Descontentes com o reajuste sem aviso prévio, um grupo de estudantes protocolou, na manhã desta quinta-feira (11), na Comissão de Educação e Cultura da Assembleia Legislativa do Estado do Amazonas (Aleam), uma representação para denunciar o aumento e expor possíveis irregularidades no projeto pedagógico do curso, dentre elas, número insuficiente de professores, ausência de hospital-escola e o não pagamento de ajuda de custo – no caso dos alunos do internato rural e internato de pediatria.

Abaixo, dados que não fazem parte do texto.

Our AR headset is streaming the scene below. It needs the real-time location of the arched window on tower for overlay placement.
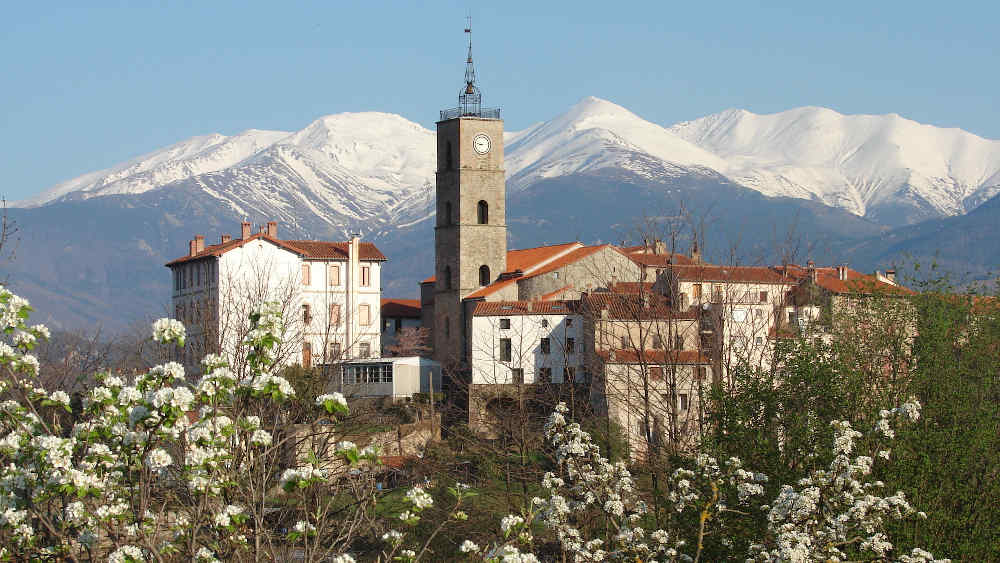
[476,200,490,225]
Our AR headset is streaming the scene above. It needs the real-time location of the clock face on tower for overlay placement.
[472,133,493,154]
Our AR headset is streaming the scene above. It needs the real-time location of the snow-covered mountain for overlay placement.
[15,97,1000,230]
[9,98,1000,329]
[670,107,1000,224]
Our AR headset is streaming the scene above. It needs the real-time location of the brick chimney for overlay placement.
[837,264,847,281]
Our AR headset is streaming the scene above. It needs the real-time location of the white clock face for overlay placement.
[472,133,493,154]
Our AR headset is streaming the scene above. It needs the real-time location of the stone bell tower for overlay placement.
[434,22,507,362]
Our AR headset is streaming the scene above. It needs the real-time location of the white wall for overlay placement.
[470,314,585,384]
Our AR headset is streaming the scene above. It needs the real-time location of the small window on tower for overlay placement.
[476,200,490,225]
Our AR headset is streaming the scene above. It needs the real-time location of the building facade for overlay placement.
[167,222,386,374]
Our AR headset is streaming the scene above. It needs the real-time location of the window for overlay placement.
[563,366,576,383]
[500,338,513,362]
[537,368,552,383]
[326,342,343,361]
[302,342,312,369]
[476,200,490,225]
[510,368,524,384]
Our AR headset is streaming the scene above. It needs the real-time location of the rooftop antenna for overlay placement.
[441,15,500,121]
[458,16,483,115]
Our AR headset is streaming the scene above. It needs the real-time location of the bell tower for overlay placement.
[434,21,507,362]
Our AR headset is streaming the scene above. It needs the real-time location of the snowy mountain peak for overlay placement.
[671,107,1000,219]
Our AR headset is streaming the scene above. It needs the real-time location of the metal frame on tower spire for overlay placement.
[441,16,500,121]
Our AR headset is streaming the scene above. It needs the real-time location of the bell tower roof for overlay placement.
[441,16,500,121]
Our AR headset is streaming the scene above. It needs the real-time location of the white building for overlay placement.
[470,301,585,385]
[334,356,441,400]
[167,222,386,367]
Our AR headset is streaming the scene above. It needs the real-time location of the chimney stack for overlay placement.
[653,239,667,255]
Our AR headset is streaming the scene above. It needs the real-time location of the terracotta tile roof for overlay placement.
[774,264,915,295]
[284,240,386,261]
[628,252,694,267]
[539,285,573,301]
[608,282,653,293]
[597,349,712,365]
[381,297,420,319]
[580,291,697,320]
[465,278,520,299]
[166,232,386,267]
[472,301,578,317]
[670,264,796,284]
[420,242,583,286]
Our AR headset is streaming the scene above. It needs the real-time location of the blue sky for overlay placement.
[0,0,1000,200]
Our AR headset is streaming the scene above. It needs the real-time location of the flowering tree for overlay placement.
[0,290,376,561]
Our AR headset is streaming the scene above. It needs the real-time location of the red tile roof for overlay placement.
[472,301,579,317]
[420,242,583,286]
[597,349,712,364]
[774,264,915,295]
[381,297,420,319]
[166,232,386,267]
[670,264,797,284]
[580,291,697,320]
[628,252,694,267]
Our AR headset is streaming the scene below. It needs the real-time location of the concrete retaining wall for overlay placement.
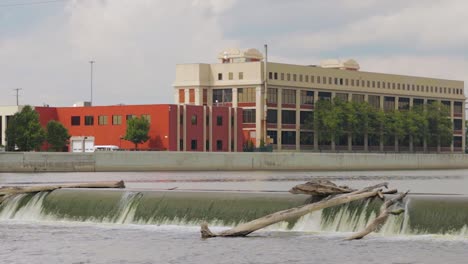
[0,152,468,172]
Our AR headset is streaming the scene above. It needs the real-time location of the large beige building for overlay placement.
[174,49,465,152]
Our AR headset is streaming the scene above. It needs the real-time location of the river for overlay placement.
[0,170,468,263]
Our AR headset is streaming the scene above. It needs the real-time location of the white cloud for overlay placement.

Os alunos ainda relatam que teriam sofrido diversos constrangimentos na tentativa de obter a prática médica nos hospitais públicos conveniados com a instituição. “Por várias vezes fomos convidados a nos retirar pelos responsáveis dos hospitais públicos que a Nilton Lins teria convênio porque, segundo eles, o acordo não estava sendo cumprido por parte da universidade, que não pagava material de consumo, preceptores e insumos”, lamenta um grupo de alunos durante encontro com os deputados Sidney Leite (PROS) e Sinésio Campos, presidente e vice-presidente da Comissão de Educação e Cultura da Aleam, respectivamente.

Como medida conciliadora, os parlamentares mobilizaram, ainda, uma nova reunião na universidade com a presença da vice-reitora Karla Pedrosa e demais integrantes do corpo técnico da instituição, para dirimir quaisquer dúvidas e propor soluções. Durante o encontro, ocorrido durante a tarde, os alunos solicitaram não apenas o cancelamento do reajuste, mas a redução do valor das mensalidades até o teto disponibilizado pelo Fundo de Financiamento Estudantil (Fies), que é de R$ 6,5 mil. A universidade analisará a proposta e chegará a um consenso até a próxima segunda-feira (15).

“Nossa preocupação é garantir que estes alunos possam continuar seus cursos e muitos já fazem um esforço gigante para pagar o residual de R$ 1 mil que o Fies não cobre. Com o aumento, esse valor passaria para R$ 2 mil, segundo os alunos, um valor que impossibilitaria a continuidade do curso para muitos deles”, explicou o deputado estadual Sinésio Campos, que também denunciou o aumento da mensalidade na tribuna da Assembleia Legislativa.

Sinésio tem acompanhado as reivindicações dos alunos de medicina da Nilton Lins desde 2013, quando foi por duas vezes à Brasília, em reunião no Fundo Nacional de Desenvolvimento da Educação (FNDE), discutir o aumento do teto do Fies para o curso no Amazonas.